The ConsensusModule object's role is pretty much complete at this stage. It keeps a reference to the AgentRunner (or AgentInvoker). When the ConsensusModule is closed (on shutdown), it closes the AgentRunner/Invoker, which in turn closes the ConsensusModuleAgent. The ConsensusModuleAgent performs all the consensus work, so we'll focus on that from this point, and won't show the ConsensusModule object on diagrams below.
The following sections look at the above process in more detail.
Context.conclude()¶
Concluding the Context is done using
Context.conclude()
,
which can only be called once. This causes it to build and initialise several objects based on the configuration,
ready for use by the ConsensusModuleAgent. It does the following:
- creates or opens the Consensus Module's cluster mark file, wrapping it in a ClusterMarkFile object. That checks if the file already exists and contains a timestamp that has been updated within the last 10 seconds. That would indicate a ConsensusModuleAgent is already running (using the same cluster directory), in which case, an exception would be thrown, which would stop the creation of this Consensus Module
- creates or opens the node-state.dat file, wrapping it in a NodeStateFile object
- creates or opens the recording log file, wrapping it in a RecordingLog object, which reads the contents into memory
- creates an Aeron Transport client, which connects to the Media Driver. Note that the Context configures the Transport Client to run its Client Conductor in invoker mode. It will be invoked by the ConsensusModuleAgent as part of its duty cycle, rather than using an additional thread
- creates lots of Counters, including the commit-pos Counter that the Clustered Service also uses (see Counters)
- creates a DutyCycleStallTracker and a SnapshotDurationTracker - these update Counters if the duty cycle isn't invoked frequently enough, or a snapshot takes too long
- creates an Archive Context - the configuration for the Archive Client
- creates a LogPublisher - this is used to publish messages to the log, but only if the cluster member becomes the leader
- creates an EgressPublisher - this is stateless and used to encode and send messages to a ClusterSession (client session)
- concludes the mark file - once it is running, the ConsensusModuleAgent will update the timestamp in the mark file once per second to stop another Consensus Module from starting.
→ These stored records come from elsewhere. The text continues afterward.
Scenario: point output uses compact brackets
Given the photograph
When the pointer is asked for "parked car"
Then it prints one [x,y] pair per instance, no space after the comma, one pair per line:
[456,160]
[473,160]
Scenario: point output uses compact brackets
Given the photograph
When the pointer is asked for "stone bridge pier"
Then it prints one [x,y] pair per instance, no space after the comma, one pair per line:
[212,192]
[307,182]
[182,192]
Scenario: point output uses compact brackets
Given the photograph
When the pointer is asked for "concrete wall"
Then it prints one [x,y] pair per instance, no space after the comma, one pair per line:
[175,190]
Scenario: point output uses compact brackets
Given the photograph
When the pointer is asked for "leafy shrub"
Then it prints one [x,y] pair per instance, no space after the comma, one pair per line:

A lot of information is written into the mark file, such as archiveStreamId, serviceStreamId, memberId and clusterId
There is still a lot to create, but after concluding the Context, the Consensus Module looks something like this:
ConsensusModuleAgent constructor¶
The ConsensusModuleAgent constructor takes the concluded Context and does the following:
- populates itself from a lot of the values in the Context
- initialises to the FOLLOWER role
- reads the Cluster Member Endpoint configuration for each member, including itself, into an array of ClusterMember objects (see below)
- creates Adapter objects for the Consensus, Ingress, Log and ConsensusModule streams. The Adapters are used to decode inbound messages from a Subscription and turn them into method calls on the ConsensusModuleAgent
- creates Subscriptions for the Consensus and ConsensusModule streams (Subscriptions for the other Adapters are addressed later). There are no log buffers on the diagram for the Subscriptions because they aren't created until a Publication connects
- creates a ServiceProxy object for the Service output stream, for sending messages to the Clustered Service
- creates an IPC Publication for the Service stream (this creates a log buffer, as it's a Publication)
- creates a PendingServiceMessageTracker for each Clustered Service (see below)
- creates a ConsensusPublisher - this is stateless and used to encode and send messages to a ConsensusPublication
Once the ConsensusModuleAgent has been created, it is driven from outside by the AgentRunner or an AgentInvoker, which
call its onStart()
method once, then its doWork()
method repeatedly to perform its duty cycle. More objects are
created in onStart()
and in the Election, but at this point, the Consensus Module looks something like this:
ClusterMember¶
The ClusterMember objects are where the member stores information about all the cluster members, including itself. Each one contains:
- all the endpoints for the member
- member state, such as its leadershipTermId, candidateTermId, whether it is the leader, etc. The state that a member stores about the others are from its viewpoint and can become out of date
- how each member voted for this member during the current candidate leadership term in an Election
- the leader stores each member's logPosition. The leader updates its own ClusterMember's logPosition from the AppendPosition counter updated by its Archive. Each time it receives an AppendPosition message from a follower, it updates the logPosition in the follower's ClusterMember
- the Consensus Publication object, for sending Consensus messages to the member
Calculations can be made across the set of ClusterMembers, for example:
- during an election, a candidate determines whether it has won an Election by looking at the vote stored in each of the ClusterMember objects. It uses isUnanimousLeader() and isQuorumLeader()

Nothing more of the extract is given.